Autonomic and Neuroendocrinological Lab (ANF), Center of Clinical Neuroscience, Department of Neurology, University Hospital Carl Gustav Carus, Dresden University of Technology, Fetscherstr 74, 01307 Dresden, Germany.
J Neural Transm (Vienna). 2013 Sep;120 Suppl 1:S27-33. doi: 10.1007/s00702-013-1054-5. Epub 2013 Jun 28.
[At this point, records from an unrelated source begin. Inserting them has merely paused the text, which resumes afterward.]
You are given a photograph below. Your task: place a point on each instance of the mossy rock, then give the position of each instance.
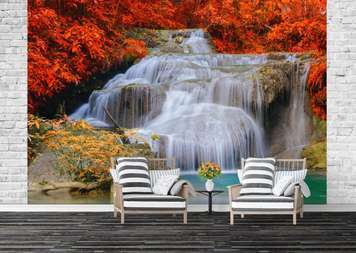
(273, 79)
(316, 156)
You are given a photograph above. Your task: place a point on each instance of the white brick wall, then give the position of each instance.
(13, 101)
(341, 101)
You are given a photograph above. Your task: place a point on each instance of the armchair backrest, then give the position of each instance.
(157, 167)
(297, 168)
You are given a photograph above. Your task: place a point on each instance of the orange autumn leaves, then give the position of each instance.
(71, 41)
Biological rhythms, describing the temporal variation of biological processes, are a characteristic feature of complex systems. The analysis of biological rhythms can provide important insights into the pathophysiology of different diseases, especially, in cardiovascular medicine. In the field of the autonomic nervous system, heart rate variability (HRV) and baroreflex sensitivity (BRS) describe important fluctuations of blood pressure and heart rate which are often analyzed by Fourier transformation. However, these parameters are stochastic with overlaying rhythmical structures. R-R intervals as independent variables of time are not equidistant. That is why the trigonometric regressive spectral (TRS) analysis--reviewed in this paper--was introduced, considering both the statistical and rhythmical features of such time series. The data segments required for TRS analysis can be as short as 20 s allowing for dynamic evaluation of heart rate and blood pressure interaction over longer periods. Beyond HRV, TRS also estimates BRS based on linear regression analyses of coherent heart rate and blood pressure oscillations. An additional advantage is that all oscillations are analyzed by the same (maximal) number of R-R intervals thereby providing a high number of individual BRS values. This ensures a high confidence level of BRS determination which, along with short recording periods, may be of profound clinical relevance. The dynamic assessment of heart rate and blood pressure spectra by TRS allows a more precise evaluation of cardiovascular modulation under different settings as has already been demonstrated in different clinical studies.
生物节律描述了生物过程的时间变化,是复杂系统的一个特征。分析生物节律可以为不同疾病的病理生理学提供重要的见解,特别是在心血管医学领域。在自主神经系统领域,心率变异性(HRV)和压力反射敏感性(BRS)描述了血压和心率的重要波动,这些波动通常通过傅里叶变换进行分析。然而,这些参数是具有重叠节律结构的随机变量。作为时间独立变量的 R-R 间隔不是等距的。这就是为什么引入了三角回归谱(TRS)分析——本文对此进行了回顾,该分析考虑了此类时间序列的统计和节律特征。TRS 分析所需的数据段可以短至 20 秒,从而可以在较长时间内动态评估心率和血压的相互作用。除了 HRV 之外,TRS 还基于相干心率和血压振荡的线性回归分析来估计 BRS。一个额外的优点是,所有的振荡都是通过相同的(最大)R-R 间隔进行分析的,从而提供了大量的个体 BRS 值。这确保了 BRS 测定的高置信度,这与较短的记录时间一起,可能具有深远的临床意义。TRS 通过对心率和血压谱的动态评估,可以更精确地评估不同环境下的心血管调节,这已经在不同的临床研究中得到了证明。